Sustainable Tech: Durable Products from Recycled Materials
UK design studio creating beautiful speakers and power banks with waste plastic bags and repurposed lithium batteries
UK design firm Gomi believes that technology products shouldn’t become obsolete. Rather, they should be beautiful, durable, repairable and have a circular lifespan.
Just five years old, the seven-person, Brighton, England-based studio uses waste plastic bags and recycled lithium batteries to produce its colorful audio speakers and power banks. Tom Meades, chief design officer and one of four co-founders, said in a Feb. 6 phone interview that each Gomi speaker uses the equivalent of 44 LDPE or LLDPE single-use bags that local UK councils had declared “unrecyclable.”
From waste to audio speakers
Additionally, Gomi in 2020 partnered with Lime, the world’s largest shared electric vehicle company, to take used lithium batteries from Lime’s damaged or outmoded e-bikes and scooters. “They donate their battery packs to us,” said Meades. With roughly 50 cells in each battery, he said they received about 50,000 cells in the first batch of batteries it received from Lime.
“The battery cells within these are healthy,“ Gomi says. “We test the cells in our studio on our diagnostic rack to check that they’re in perfect working order. Finally, we combine the cells to create the battery packs to power Gomi products.”
Friends join forces for durable products
Meades, a 2017 design graduate from the University of Brighton, says that Gomi began as a college research project.

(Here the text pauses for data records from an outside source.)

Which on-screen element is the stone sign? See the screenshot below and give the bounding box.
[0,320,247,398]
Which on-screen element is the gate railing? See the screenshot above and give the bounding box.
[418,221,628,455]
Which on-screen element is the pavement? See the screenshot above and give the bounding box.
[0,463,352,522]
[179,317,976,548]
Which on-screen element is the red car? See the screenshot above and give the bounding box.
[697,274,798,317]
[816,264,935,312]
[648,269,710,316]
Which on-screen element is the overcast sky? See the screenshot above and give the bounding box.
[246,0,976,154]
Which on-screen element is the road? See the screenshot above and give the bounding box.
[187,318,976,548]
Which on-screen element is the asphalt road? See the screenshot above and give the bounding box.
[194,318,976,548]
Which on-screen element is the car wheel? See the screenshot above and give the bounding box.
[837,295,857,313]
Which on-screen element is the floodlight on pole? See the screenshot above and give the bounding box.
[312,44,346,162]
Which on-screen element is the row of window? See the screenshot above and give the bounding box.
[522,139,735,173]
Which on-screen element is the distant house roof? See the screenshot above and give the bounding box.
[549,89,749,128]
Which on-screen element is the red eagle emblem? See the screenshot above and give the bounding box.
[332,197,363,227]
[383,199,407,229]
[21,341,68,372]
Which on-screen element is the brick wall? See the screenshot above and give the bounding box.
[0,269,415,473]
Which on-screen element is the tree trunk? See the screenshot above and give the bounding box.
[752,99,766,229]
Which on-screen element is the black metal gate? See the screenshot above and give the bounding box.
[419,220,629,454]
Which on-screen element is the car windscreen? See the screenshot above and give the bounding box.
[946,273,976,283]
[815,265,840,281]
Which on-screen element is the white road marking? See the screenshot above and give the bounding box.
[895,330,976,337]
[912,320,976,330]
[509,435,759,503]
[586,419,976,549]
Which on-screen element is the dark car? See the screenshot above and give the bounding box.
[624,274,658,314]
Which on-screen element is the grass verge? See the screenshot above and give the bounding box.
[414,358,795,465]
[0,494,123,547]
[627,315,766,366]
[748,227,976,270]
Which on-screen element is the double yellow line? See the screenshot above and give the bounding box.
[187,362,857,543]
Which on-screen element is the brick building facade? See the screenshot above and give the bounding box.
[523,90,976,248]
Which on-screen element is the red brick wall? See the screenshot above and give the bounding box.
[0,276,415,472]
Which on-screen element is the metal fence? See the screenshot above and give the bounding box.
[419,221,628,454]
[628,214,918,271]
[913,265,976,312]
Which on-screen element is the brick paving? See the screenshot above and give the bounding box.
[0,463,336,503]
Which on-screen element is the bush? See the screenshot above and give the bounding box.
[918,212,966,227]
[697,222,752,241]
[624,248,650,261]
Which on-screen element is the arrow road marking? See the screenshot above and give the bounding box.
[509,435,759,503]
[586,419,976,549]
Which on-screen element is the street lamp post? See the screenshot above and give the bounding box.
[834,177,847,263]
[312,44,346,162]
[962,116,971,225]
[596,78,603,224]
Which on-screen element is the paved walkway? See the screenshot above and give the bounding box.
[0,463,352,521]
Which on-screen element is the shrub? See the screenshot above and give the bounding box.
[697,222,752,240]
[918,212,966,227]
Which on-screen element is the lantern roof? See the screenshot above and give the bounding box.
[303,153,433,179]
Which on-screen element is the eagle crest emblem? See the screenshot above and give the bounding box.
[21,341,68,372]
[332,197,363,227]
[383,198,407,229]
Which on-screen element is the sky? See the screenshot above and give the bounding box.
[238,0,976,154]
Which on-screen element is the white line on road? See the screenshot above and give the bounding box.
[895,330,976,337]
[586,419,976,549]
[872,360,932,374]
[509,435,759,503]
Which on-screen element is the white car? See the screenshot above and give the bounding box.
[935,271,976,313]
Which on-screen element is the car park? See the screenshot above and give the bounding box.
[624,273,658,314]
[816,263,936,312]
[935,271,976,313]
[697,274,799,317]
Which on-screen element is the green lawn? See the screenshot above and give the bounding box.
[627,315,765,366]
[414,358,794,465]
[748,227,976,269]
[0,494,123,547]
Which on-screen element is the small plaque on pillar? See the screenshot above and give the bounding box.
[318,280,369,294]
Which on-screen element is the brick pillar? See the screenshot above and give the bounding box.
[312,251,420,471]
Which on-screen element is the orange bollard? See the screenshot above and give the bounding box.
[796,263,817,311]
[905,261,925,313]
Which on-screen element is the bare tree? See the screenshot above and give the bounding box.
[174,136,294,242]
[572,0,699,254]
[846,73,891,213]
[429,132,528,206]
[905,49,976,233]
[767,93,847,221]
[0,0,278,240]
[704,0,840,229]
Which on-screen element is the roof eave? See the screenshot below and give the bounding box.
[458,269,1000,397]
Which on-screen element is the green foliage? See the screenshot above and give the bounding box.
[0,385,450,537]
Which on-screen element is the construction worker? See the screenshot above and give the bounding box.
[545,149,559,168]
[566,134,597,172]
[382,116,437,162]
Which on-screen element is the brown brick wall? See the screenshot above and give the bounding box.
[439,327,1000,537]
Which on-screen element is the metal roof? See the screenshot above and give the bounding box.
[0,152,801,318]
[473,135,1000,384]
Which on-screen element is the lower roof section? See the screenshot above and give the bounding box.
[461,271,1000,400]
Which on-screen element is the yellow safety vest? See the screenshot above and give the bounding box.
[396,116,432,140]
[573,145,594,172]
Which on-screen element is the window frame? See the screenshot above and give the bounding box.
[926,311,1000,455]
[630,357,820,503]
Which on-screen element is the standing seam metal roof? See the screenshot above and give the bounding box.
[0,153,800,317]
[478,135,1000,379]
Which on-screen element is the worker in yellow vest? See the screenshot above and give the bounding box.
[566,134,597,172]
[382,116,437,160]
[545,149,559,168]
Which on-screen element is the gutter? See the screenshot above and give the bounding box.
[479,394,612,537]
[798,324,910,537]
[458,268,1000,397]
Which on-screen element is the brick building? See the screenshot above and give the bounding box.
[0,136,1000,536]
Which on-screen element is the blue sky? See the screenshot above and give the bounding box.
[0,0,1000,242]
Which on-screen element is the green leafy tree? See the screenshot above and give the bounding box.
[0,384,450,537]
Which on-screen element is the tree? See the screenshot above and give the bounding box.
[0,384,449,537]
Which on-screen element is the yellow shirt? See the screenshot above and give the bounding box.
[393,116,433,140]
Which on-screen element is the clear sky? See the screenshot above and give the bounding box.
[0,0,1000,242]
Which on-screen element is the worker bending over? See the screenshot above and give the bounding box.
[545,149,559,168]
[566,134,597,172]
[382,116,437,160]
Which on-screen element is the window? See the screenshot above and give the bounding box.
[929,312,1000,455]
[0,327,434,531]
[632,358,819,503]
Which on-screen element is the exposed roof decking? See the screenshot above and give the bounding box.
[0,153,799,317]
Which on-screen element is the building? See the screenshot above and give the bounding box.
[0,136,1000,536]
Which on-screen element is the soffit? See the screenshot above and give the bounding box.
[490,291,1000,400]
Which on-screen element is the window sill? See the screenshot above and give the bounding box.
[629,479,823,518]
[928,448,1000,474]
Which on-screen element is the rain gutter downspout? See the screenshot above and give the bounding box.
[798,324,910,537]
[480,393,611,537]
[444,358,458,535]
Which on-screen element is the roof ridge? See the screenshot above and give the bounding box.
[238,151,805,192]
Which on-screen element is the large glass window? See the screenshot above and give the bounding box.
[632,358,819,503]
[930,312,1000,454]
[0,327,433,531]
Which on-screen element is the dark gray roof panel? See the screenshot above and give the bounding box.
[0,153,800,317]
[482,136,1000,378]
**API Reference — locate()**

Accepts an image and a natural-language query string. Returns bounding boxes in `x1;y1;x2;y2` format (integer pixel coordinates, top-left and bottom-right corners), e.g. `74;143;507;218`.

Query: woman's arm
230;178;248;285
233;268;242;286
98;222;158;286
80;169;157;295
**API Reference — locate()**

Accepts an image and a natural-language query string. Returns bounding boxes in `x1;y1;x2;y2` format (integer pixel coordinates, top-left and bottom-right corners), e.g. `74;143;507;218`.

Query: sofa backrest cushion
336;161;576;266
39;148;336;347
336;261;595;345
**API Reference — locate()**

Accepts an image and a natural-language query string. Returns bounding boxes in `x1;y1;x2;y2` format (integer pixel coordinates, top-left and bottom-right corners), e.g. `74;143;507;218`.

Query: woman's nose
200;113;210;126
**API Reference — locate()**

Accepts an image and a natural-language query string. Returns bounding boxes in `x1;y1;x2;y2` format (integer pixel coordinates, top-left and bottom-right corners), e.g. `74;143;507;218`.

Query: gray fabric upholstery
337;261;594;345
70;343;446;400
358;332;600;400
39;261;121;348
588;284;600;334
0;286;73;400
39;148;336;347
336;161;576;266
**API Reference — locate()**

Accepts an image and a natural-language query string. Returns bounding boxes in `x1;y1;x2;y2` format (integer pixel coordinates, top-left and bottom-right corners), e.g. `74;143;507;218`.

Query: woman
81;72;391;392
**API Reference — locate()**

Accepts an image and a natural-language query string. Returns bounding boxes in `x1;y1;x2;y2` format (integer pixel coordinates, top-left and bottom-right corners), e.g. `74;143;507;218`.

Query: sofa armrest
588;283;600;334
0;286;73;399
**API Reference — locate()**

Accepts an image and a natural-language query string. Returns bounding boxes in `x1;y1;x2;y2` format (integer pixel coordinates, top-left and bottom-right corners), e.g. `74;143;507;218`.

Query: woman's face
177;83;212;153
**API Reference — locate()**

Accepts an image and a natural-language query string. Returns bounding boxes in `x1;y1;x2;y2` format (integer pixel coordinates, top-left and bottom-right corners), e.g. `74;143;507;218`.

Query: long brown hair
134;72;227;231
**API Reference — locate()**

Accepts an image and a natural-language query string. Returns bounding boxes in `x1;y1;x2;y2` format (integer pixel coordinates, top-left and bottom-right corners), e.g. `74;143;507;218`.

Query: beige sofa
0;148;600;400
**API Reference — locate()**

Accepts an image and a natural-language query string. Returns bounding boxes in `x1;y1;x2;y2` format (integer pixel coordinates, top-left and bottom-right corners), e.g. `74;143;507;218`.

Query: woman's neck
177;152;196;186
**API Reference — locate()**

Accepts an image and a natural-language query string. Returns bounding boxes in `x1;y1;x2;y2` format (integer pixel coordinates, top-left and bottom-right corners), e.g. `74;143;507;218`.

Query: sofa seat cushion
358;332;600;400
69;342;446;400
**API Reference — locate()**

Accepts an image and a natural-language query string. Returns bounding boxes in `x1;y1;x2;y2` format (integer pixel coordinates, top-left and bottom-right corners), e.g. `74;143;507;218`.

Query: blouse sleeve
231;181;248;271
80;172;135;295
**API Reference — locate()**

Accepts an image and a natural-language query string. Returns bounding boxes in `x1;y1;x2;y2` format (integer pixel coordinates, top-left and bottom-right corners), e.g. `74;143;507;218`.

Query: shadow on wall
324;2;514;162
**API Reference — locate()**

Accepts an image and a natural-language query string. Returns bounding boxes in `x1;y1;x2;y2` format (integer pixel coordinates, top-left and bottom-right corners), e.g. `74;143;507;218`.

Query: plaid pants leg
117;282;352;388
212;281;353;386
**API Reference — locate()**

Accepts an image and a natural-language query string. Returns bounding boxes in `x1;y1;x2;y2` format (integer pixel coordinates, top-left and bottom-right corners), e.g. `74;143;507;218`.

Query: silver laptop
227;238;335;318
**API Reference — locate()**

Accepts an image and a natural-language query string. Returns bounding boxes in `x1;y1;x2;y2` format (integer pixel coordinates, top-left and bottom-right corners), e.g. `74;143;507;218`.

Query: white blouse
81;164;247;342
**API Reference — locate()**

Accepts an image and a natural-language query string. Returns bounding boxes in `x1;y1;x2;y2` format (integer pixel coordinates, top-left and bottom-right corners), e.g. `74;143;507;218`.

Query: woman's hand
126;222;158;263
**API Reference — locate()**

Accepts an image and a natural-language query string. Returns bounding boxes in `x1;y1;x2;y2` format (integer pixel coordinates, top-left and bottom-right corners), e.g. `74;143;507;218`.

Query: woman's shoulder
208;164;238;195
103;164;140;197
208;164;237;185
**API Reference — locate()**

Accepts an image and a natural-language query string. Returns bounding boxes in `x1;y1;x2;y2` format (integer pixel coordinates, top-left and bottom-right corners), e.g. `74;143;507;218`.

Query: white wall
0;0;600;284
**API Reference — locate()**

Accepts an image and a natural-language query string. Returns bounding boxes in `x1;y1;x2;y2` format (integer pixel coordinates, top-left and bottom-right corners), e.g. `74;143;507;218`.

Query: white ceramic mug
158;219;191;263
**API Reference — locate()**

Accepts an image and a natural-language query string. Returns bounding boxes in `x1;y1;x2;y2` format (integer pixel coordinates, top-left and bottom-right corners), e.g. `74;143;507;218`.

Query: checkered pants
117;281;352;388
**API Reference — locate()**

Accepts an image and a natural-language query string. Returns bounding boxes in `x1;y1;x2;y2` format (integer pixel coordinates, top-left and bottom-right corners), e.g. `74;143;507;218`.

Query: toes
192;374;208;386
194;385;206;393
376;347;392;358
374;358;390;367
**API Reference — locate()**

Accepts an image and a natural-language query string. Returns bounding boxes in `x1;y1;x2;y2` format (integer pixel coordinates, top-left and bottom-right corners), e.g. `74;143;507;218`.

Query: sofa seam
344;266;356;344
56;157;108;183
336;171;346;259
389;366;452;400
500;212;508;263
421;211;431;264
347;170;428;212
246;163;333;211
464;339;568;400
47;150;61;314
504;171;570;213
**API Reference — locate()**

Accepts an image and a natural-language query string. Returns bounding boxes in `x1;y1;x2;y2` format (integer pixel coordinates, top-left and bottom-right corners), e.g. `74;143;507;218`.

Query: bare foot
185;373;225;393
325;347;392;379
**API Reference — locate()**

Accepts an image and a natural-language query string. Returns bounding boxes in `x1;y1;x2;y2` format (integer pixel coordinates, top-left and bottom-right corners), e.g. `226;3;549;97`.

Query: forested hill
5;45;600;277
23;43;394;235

He experimented with waste plastics, which were abundant and free. Meades and three friends –– Rishi Gupta (now CEO), Pawan Saunya (chief product officer) and Kyle Brackenfield (chief engineering officer) –– decided to start Gomi in Brighton’s creative district.
They chose the name Gomi because it means waste or litter in Japanese. “We were always inspired by minimal Japanese design,” explains Meades, “and the contrast between beautiful minimalist design forms against using ugly waste materials.”
Working in a loft, in their spare time, they began humbly enough –– melting plastic bags in their kitchen ovens and then compressing them together using a car jack. The partners soon developed a customized type of compression molding machine and created what is now ‘the Gomi studio’ in the heart of Brighton. Brackenfield continued to tweak and modify the machine for years, until it now produces molded components with a “really, really premium, aesthetically pleasing” surface finish.
That has allowed high-end stores and retailers to stock the firm’s products because “we’ve found a way to make this waste stream beautiful.” Online Gomi lists its speakers –– which measure roughly 8 x 3.7 x 2.7 inches and feature unique, swirling colors –– for $330 each, and power banks for $99.
Customized compression molding
Unlike as with injection molding, using their compression molding process does not break the polymer chains in the polyethylene so readily. As a result, Meades said, “We’ve recycled some of our off-cuts 20 or 30 times without seeing any degradation” in properties.
“We’re still the only brand making consumer tech with repurposed battery cells in the world, that we know about,” he noted. Gomi just released a new line of $99 power banks, which feature a five-year warranty and repairs for the life of the product. The company –– which can mold about 250 power banks a day with just one person and one press –– plans to start shipping those products next month.
Meades –– who also lectures one day a week about responsible product design at his alma mater –– says Gomi now is seeking corporate customers for its power banks, especially those who buy products as gifts or giveaways. He says they can match Pantone and brand colors and custom engrave logos on the back.
“We want to be the sustainable alternative in that industry.”